Eschewing conventions in harmony and rhythm in favor of extreme textures and gestural tones, Shen uses what she calls "chaotic sound" to oppose signal and information, eluding traditionally embedded meaning toward tendencies that erode boundaries between performer, tool and audience. These noise trope activations whose melodic voids cross-examine the ways we perceive value within radicalized aural experiences emphasize a tension created by opposition - control and chaos, the unique and the mass, the practical and the absurd.
Her adventurous abstractified music can also feature analog modular synthesizers, vinyl/ records that are cut up in cast resin embedded with found materials functioning not only as playable music media but as unique art objects. Victoria also pioneered the use of Needle Nails, acrylic nails with embedded turntable styluses, which allow her to play up to 5 tracks of a record at once. These phono needle permutations, Levitating speaker, and her Noise hair Combs are some of the objects created by her as part of an extensive repertoire of innovations in the design of audio augmentations
Her work resists passive consumption. Instead, the body as both subject and instrument, using jagged motion and tactility to provoke visceral, often confrontational encounters with sound. Her appearances are directly physical, unpredictable, and ephemeral—rejecting polish in favor of raw immediacy.
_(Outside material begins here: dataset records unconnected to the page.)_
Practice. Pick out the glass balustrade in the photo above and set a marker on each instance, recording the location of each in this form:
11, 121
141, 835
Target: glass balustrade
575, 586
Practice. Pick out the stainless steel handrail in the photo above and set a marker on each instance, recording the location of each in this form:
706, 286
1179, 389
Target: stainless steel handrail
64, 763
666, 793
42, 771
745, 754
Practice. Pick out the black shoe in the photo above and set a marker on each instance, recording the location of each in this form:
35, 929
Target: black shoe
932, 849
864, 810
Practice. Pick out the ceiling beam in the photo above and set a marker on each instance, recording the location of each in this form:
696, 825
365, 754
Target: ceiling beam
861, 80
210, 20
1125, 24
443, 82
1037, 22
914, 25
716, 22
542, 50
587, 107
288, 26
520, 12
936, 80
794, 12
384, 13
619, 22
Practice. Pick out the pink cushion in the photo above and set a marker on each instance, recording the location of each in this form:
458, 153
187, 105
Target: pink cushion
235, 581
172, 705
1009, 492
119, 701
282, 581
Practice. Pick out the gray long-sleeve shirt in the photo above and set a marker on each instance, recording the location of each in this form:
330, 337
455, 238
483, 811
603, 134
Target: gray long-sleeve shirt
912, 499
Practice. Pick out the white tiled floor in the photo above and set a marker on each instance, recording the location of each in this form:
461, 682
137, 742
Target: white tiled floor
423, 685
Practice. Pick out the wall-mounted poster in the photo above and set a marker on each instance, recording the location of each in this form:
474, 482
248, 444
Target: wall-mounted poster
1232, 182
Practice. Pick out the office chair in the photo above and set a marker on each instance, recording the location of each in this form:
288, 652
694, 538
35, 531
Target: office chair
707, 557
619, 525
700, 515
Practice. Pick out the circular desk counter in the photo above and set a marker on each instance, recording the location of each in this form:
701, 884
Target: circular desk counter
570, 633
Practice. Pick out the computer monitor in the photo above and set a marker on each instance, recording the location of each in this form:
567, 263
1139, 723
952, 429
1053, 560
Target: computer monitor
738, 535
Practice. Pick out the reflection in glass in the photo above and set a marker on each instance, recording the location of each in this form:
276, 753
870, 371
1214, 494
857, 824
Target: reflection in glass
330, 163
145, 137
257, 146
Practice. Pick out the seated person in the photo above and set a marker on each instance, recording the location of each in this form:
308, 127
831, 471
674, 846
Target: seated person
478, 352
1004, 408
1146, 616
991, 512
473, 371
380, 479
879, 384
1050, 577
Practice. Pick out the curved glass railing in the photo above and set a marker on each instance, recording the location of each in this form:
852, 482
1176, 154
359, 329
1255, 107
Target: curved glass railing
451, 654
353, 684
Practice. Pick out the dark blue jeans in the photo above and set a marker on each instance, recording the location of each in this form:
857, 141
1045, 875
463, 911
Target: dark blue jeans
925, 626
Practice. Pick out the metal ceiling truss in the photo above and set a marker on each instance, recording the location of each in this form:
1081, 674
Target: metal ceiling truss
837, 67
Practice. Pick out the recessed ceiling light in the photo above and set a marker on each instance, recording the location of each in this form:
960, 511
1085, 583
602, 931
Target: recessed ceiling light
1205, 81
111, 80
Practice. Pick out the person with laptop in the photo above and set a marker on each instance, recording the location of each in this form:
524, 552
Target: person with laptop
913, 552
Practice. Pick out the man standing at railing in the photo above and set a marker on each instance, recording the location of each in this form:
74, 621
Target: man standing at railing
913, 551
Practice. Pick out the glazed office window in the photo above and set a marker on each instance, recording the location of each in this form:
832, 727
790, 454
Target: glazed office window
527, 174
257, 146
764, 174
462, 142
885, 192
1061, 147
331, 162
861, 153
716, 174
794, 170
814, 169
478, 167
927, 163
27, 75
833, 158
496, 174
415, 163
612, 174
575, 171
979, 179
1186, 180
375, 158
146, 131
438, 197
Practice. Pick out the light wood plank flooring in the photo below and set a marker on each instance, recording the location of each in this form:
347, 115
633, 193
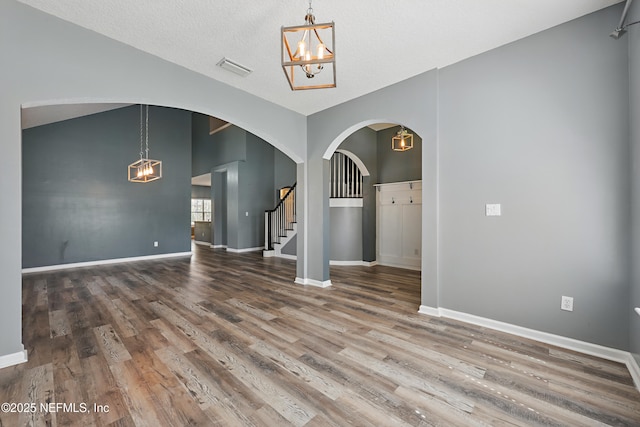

Through her DIY discursive practice spanning, installations and non-traditional means of distribution, themes of spectacle, violence, control, and gender are interrogated. The primary intention is not necessarily to comfort or entertain, but to destabilize: to push systems, tools, and traditions until they reveal something less anticipated or unexpected , recontextualizing the formats of readymade assemblage practices. These poly-sculptural elements invite the experiential viewer to unpack one’s relationship with the material possibilities for magnifying unusual and provocative audio phenomena.